In der Architektur waren Frauen lange fast unsichtbar. Architektinnen wie Anna Heringer ändern das gerade.

Foto: Sima Dehgani

Die Wohnung lebt durch die Wand. Feine dunkle ­Linien ziehen sich wie kalligrafische Zeichnungen auf der hellbraunen Fläche elegant bis unters Dach. Die Wand ist aus Stampflehm. Die verschiedenen Pigmentstreifen entstanden durch eingestampfte Erden aus unterschiedlichen Orten. Ganz weich und warm wirkt das. Und doch trägt das Material der Wand sicher diese lichte Dachgeschosswohnung. »In dem Moment, wo ich meine Hände im Lehm hatte, war das für mich wie ein Heureka-Effekt, der Missing Link«, sagt Anna Heringer. Die 44-jährige Architektin hat sich und ihrer Familie die Wohnung gebaut und in die Lehmwand Erden aus den Orten ihrer Projekte eingearbeitet, aus Bangladesch und Südafrika etwa. Den kubischen Entwurf setzte Heringer auf ein mittelalterliches Stadthaus. Was gegensätzlich klingt, Lehm und Stein, passt wie angegossen. Anders gesagt: Mit dem Lehmausbau positionierte Heringer das Steinhaus in der Gegenwart.

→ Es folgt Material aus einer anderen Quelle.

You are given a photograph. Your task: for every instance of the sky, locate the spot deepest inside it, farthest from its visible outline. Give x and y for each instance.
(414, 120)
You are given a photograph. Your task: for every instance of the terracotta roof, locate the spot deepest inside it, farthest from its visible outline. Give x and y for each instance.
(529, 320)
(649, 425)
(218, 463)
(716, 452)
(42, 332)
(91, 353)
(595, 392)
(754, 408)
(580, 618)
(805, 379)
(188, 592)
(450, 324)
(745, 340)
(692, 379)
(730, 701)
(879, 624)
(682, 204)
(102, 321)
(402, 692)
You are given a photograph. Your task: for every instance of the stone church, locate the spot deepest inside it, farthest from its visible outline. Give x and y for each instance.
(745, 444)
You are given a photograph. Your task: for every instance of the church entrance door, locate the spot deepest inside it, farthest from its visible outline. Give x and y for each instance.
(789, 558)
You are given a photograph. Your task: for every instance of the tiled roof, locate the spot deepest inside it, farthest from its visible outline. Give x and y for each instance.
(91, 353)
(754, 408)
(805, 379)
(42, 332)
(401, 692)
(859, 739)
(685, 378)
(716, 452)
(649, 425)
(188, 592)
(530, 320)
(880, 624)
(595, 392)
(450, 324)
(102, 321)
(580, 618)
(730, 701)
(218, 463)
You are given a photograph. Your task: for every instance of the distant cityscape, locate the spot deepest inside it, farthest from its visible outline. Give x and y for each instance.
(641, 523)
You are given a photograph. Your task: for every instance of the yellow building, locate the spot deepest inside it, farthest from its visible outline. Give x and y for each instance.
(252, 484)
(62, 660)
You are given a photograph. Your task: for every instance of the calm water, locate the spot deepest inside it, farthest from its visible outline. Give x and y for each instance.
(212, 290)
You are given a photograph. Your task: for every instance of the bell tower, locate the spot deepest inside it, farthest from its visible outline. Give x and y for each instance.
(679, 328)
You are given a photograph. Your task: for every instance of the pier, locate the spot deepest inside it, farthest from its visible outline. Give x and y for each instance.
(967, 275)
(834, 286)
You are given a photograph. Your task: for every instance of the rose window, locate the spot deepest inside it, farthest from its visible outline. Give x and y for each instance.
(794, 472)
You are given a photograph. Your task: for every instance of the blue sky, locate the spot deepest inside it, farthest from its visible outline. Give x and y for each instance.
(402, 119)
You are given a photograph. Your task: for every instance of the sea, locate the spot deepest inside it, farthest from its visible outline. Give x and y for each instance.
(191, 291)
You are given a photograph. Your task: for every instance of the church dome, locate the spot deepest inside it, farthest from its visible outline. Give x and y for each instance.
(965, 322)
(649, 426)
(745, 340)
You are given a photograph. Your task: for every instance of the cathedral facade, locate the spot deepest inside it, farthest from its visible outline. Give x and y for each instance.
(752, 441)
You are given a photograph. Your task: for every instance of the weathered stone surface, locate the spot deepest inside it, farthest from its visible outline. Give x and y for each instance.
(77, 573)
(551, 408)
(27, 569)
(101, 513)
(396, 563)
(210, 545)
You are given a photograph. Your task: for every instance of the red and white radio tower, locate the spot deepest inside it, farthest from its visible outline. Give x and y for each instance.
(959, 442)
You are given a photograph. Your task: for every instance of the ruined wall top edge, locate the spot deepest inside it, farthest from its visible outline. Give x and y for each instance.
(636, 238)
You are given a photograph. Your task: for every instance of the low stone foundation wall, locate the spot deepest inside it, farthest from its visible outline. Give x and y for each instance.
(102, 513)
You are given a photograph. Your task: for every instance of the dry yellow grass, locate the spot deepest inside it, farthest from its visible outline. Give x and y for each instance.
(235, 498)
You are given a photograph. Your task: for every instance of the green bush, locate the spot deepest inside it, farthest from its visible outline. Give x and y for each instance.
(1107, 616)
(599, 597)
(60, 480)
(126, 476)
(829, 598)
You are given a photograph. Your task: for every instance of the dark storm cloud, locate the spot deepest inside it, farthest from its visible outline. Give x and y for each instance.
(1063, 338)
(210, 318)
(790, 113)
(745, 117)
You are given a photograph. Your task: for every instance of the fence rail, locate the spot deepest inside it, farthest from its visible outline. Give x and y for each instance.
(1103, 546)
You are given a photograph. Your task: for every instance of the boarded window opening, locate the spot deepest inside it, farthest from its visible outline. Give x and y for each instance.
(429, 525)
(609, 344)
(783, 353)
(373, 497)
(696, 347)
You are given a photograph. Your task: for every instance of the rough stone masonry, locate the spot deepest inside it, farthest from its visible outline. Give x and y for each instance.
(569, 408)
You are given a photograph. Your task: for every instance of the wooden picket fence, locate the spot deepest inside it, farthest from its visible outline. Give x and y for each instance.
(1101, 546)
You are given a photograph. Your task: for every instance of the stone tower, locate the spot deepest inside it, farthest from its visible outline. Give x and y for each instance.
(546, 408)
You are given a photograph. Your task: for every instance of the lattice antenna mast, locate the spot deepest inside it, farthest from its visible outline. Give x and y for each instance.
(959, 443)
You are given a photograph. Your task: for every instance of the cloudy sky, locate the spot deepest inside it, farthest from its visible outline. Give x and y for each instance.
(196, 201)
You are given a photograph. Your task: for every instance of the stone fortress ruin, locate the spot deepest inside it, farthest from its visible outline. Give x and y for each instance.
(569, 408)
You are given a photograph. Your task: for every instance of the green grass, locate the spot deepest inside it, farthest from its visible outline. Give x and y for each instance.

Das Gebäude im oberbayerischen Städtchen Laufen ist eines der wenigen, die von der international gefeierten Architektin in Deutschland existieren. Kaum jemand dürfte in den vergangenen Jahren so viele Auszeichnungen für ihre Arbeit bekommen haben wie Anna Heringer. Sie gilt als Pionierin im Lehmbau. Gleich ihr erstes Werk überhaupt, ihre Diplomarbeit, ein Schulbau aus Lehm und Bambus in Bangladesch, wurde 2007 mit dem Aga Khan Award ausgezeichnet und brachte ihr weltweit Anerkennung. Seitdem fand kaum eine Architekturbiennale in Venedig mehr ohne einen Beitrag von ihr statt. Die wichtigsten Architekturmagazine beleuchteten ihr Werk. Heringer lehrte in Harvard und an der ETH in Zürich, zwei der weltweit renommiertesten Ausbildungsstättenfür angehende Architektinnen und Architekten, heute unterrichtet sie in Liechtenstein. Bei bedeutenden Architekturkongressen steht ihr Name ziemlich sicher auf der Liste der Vortragenden. Ihren TED-Talk sahen sich mehr als eine Million Menschen an. Bei ihrem ersten großen Projekt in Deutschland allerdings, dem Campus St. Michael in Traunstein, drehen sich gerade erst die Kräne. Die Arbeiten am Fundament haben be­gonnen.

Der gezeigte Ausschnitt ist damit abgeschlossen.